1. bir anne babanın çocuğuna yapabileceği en büyük güzelliktir. milyarlarca dolar miras bırakmasından dahi çok çok önemlidir. kimlikli, kişilikli, karakterli insan yetiştirmek.

    çocuğu bir yarış atı yapmak, robot gibi programlamak, kendi ulaşamadığı hayallerine çocuğu üzerinden ulaşmaya çalışmak, elalem ne der anlayışıyla hayatını zehir etmek değildir çocuk eğitmek.

    bir insan olarak yetiştirmek, sorumluluklarının bilincinde, toplumsal meselelere duyarlı, başkayı düşman görmeyen, başkayla anlaşabilen şahsiyet sahibi insanlar yetiştirmek demektir. vakit geçirmek vakit ayırmaktır. eğlencelidir aynı zamanda.

    konu (bkz: tesettür) konusundan geldi aklıma. (bkz: laf lafı açıyor)

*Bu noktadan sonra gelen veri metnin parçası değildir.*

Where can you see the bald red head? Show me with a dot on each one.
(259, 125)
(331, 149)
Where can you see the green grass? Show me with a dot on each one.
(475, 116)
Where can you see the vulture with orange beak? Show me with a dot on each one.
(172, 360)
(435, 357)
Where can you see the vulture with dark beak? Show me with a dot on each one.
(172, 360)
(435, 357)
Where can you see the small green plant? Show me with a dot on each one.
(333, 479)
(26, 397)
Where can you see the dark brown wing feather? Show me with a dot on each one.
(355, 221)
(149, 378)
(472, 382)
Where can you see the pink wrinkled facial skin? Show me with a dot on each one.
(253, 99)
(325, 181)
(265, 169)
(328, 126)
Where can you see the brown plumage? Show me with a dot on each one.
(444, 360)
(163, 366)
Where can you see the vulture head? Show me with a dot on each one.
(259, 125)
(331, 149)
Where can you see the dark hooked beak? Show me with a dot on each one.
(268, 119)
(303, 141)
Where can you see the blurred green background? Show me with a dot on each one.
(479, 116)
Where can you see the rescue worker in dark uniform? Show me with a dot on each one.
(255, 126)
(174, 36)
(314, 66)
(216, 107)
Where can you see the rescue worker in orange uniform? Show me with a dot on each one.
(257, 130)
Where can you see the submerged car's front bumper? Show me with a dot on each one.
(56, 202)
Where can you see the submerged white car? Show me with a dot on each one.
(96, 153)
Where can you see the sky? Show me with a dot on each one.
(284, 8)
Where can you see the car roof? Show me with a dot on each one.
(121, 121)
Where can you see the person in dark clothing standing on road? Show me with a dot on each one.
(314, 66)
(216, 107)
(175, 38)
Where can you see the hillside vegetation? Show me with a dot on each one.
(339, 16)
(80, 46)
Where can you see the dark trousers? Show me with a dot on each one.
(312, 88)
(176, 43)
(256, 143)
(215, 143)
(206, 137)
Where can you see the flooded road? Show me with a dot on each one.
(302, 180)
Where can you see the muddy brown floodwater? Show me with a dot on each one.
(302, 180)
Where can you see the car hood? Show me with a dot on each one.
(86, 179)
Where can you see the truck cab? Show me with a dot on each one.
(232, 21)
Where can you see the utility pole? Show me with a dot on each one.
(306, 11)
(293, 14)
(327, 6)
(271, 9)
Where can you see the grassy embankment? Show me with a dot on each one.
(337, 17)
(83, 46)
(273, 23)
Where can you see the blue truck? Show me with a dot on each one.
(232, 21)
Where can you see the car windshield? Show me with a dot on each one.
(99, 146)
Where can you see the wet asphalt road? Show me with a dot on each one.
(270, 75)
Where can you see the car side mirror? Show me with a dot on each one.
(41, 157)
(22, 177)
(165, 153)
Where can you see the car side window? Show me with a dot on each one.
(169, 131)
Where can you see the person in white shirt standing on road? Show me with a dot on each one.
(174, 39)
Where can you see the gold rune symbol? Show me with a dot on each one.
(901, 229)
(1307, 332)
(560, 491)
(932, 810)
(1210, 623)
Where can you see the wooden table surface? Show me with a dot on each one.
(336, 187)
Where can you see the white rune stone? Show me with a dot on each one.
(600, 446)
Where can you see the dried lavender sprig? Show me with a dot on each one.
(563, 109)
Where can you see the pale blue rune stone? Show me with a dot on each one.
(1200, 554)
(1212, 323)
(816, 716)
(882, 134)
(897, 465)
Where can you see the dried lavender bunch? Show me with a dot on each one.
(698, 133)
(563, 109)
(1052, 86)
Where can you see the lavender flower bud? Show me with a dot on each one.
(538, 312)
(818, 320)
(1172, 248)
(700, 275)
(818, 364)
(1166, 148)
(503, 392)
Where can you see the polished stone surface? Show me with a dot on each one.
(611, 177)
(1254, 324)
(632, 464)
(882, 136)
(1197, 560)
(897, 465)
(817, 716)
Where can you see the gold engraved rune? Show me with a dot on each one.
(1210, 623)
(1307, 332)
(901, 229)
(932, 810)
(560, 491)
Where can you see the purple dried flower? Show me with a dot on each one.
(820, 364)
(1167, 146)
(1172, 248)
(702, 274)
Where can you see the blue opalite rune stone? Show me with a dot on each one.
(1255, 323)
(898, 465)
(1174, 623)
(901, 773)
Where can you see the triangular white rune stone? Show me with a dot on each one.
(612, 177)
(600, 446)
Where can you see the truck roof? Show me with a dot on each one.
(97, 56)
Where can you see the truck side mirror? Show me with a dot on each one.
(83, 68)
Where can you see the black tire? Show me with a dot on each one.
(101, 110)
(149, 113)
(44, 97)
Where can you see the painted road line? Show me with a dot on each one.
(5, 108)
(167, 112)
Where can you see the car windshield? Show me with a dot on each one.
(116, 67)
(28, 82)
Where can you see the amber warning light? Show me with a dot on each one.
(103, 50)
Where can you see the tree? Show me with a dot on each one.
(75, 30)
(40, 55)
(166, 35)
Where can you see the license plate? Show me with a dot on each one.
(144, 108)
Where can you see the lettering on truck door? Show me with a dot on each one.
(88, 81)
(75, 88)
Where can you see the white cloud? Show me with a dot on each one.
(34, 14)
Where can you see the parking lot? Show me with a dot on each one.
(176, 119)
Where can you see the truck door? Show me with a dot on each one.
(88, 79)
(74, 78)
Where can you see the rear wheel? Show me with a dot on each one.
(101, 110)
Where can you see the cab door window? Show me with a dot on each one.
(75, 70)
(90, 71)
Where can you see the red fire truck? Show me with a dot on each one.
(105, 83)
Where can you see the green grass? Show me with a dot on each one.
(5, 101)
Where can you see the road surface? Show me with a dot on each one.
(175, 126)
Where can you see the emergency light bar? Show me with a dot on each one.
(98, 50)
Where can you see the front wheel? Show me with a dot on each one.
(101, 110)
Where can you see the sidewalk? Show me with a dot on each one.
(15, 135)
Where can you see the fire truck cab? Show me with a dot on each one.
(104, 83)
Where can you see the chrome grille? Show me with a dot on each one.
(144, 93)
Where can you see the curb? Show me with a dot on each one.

    bence bir ailenin çocuğunu nasıl yetiştireceği, yasaları çiğnememek ve çocuğa zarar vermemek şartıyla, kendi fikri ve inisiyatifindedir, olmalıdır. pekala nesillerin nasıl yetişmesi gerektiği hakkında herkes fikir sahibi olabilir ancak bunu yapmanın yolu aileye müdahele etmek değildir, belki ikna edebilir, eğitimler düzenlenir ancak müdahele olamaz. eğer bu sınıra saygı duyulmazsa bu her birey ve her topluluk için uzun-orta-kısa vadede sıkıntı oluşturacaktır.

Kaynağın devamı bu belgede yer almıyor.